The institute is also benefitting, albeit indirectly, from the generosity of the Bill and Melinda Gates Foundation, which provided a grant of  approximately $13.5 million (15 million Swiss Francs) to the Centre Hospitalier Universitaire Vaudois (CHUV) for similar vaccine research. CHUV is one of the partners in the new institute, and the Swiss federal government is injecting 5 million Swiss Francs for the institute largely because of that foundation grant, according to Claude Comina, head of public affairs for the Ecole Polytechnique Fédérale de Lausanne (EPFL), one of the other founding partners of the institute.

As part of its work, the institute is developing an immunology, microbiology and vaccine research laboratory platform to encourage cooperation between scientists working in the field of HIV, malaria, tuberculosis, influenza and cancer vaccine development in Switzerland, from fundamental to clinical researchers. Vaccines against hepatitis C, Dengue fever and other infectious agents may be developed at a later date.

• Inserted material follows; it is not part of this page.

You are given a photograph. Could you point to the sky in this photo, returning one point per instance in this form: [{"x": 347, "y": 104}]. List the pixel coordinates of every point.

The institute will initially be based on a partnership between four Swiss institutions. In addition to the CHUV and EPFL, those partners are the Institute for Biomedical Research in Bellinzona (IRB) and the Ludwig Institute for Cancer Research, Lausanne branch in Epalinges (LICR).
All four institutions boast strong traditions in the fields of immunology, virology and vaccines against HIV/AIDS, malaria, tuberculosis and cancer. Other partners may lie in the future, as the new institute intends to seek collaboration with other Swiss institutions.

In addition to targeting specific diseases for vaccine research, the institute also plans more generally to bring up a new generation of scientists who are expert in the field of vaccines by creating several new research groups.

In carrying out its work, the institute intends to work with the most prominent public and private organizations involved in vaccine development, and it seeks to cooperate with industrial partners—as well as encourage other organizations with which it works to do so.

Because the Swiss Institute for Vaccine Research has been based on four partner institutions that were selected for their scientific competence and clinical or laboratory infrastructures in specific areas, the role of each partner is well defined, Comina notes.

The CHUV will conduct the translational and immunology programs for the evaluation of immune responses induced by a vaccine, and it will make available its clinical trial infrastructure.

The EPFL will conduct the fundamental research program in virology, microbiology and vectorology. The EPFL will also make available the infrastructures for proteomics, microscopic and biomedical imaging, protein production, genomics, and high-flow biomolecular screening.